EventSource will get CORS support in due course. CORS is still somewhat experimental at the moment so we are waiting a bit.
Anne is correct in comment 4.
We are talking about a specification here, not an implementation. It is a draft, not an experimentation. Let's allow CORS in the spec so that implementors can *experiment* with it and provide useful feedback about CORS and how it would play with EventSource. Waiting for a spec to get more stable before experimenting with it seems illogical to me.
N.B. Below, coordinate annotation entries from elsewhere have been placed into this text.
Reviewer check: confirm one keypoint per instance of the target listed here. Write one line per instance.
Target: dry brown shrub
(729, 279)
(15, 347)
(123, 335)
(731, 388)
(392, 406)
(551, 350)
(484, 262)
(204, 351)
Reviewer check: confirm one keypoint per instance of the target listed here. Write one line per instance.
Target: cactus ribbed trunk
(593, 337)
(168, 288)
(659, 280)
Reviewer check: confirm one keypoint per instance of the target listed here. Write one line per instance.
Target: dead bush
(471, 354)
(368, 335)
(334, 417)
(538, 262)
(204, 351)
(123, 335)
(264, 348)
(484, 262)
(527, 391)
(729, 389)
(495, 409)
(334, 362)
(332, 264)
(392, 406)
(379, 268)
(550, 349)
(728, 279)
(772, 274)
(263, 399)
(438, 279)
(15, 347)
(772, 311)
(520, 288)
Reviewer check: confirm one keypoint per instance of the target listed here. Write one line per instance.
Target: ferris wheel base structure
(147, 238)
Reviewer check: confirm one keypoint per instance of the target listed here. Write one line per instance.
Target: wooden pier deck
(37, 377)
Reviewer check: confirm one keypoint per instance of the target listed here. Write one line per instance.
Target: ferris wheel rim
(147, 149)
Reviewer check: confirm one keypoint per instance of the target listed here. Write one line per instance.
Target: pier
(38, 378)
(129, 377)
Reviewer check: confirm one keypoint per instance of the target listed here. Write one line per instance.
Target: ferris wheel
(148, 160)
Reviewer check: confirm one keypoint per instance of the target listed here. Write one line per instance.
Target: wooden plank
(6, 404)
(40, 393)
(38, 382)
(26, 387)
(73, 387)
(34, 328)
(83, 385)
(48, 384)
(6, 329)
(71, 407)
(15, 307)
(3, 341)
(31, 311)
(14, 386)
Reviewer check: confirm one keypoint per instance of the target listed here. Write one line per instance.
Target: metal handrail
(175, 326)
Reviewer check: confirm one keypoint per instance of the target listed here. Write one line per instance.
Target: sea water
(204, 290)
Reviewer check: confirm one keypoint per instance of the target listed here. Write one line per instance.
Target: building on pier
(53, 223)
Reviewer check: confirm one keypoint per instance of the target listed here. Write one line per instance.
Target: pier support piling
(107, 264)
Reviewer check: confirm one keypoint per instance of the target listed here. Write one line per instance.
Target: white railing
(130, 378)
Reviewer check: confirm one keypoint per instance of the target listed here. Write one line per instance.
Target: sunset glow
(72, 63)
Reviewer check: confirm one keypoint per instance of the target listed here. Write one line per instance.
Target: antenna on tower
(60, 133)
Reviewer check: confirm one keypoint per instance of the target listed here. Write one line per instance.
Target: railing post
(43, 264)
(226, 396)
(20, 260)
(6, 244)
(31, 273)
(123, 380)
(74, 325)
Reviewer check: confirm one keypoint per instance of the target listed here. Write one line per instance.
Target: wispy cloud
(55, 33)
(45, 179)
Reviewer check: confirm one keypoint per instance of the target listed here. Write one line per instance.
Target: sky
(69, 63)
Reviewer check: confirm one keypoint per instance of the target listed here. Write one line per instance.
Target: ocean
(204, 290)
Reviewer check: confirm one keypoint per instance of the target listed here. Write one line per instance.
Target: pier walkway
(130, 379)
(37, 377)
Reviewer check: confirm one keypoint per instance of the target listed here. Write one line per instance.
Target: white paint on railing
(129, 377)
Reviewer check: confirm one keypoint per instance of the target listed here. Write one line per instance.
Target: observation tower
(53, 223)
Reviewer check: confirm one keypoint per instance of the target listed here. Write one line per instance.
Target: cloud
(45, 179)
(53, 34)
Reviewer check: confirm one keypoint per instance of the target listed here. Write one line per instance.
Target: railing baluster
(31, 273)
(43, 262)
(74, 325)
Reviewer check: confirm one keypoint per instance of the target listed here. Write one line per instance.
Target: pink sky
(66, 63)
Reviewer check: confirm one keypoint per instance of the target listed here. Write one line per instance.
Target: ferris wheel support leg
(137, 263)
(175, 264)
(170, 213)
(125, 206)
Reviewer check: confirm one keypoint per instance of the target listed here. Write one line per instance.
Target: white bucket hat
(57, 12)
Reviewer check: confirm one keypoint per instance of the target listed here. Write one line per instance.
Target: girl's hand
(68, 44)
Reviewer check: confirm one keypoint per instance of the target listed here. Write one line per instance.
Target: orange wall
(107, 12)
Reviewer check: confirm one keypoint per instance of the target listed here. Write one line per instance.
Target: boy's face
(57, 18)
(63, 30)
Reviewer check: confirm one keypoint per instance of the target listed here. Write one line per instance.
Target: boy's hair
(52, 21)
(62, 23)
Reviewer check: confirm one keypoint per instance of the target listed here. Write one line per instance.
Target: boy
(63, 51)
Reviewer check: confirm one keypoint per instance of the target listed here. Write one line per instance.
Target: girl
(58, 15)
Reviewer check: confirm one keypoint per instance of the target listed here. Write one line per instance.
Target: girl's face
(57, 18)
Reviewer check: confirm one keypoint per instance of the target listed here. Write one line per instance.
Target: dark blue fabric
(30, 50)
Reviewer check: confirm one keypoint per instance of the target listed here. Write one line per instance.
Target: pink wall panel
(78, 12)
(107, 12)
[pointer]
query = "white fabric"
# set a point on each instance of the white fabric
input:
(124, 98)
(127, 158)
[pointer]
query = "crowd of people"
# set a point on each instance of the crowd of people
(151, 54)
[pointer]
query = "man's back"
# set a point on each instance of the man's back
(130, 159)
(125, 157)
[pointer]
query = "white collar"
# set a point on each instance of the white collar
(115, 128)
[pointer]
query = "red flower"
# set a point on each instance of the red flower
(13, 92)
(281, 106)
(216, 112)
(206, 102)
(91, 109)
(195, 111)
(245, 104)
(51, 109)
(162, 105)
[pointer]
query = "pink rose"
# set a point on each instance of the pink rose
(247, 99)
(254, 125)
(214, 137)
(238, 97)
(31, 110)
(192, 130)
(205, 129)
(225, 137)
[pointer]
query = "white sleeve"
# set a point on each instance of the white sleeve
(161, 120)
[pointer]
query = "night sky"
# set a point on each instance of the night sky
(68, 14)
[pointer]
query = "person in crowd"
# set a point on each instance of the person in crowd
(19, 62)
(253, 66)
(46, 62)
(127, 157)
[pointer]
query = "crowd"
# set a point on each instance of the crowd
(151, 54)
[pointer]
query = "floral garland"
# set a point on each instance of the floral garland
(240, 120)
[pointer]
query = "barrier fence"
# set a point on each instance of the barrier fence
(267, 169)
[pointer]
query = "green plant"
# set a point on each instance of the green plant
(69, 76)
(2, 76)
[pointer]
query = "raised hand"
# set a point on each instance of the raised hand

I propose to resolve this issue by removing all requirements pertaining to cross-origin uses. As such, this specification defines a mechanism (SSE), but when it starts placing requirements on how this mechanism is used (e.g., in a user agent), it ventures into policy requirements. There is no technical aspect of such policy requirements for which the mechanism itself is technically dependent. Therefore, the policy requirements should be removed from this spec, while continuing to note the relevant security issue. Different uses of the SSE mechanism may wish to employ different policies as well as different techniques to enforce specific policies. As such, this specification should be written in a manner to accommodate all such uses, including a policy that ignores the security issue (because, e.g., other security mechanisms effectively prevent the problem at a higher level). If HTML5 wishes to normatively employ SSE *and* require CORS or equivalent protection, then the HTML5 specification should be the point at which such requirements are defined. G.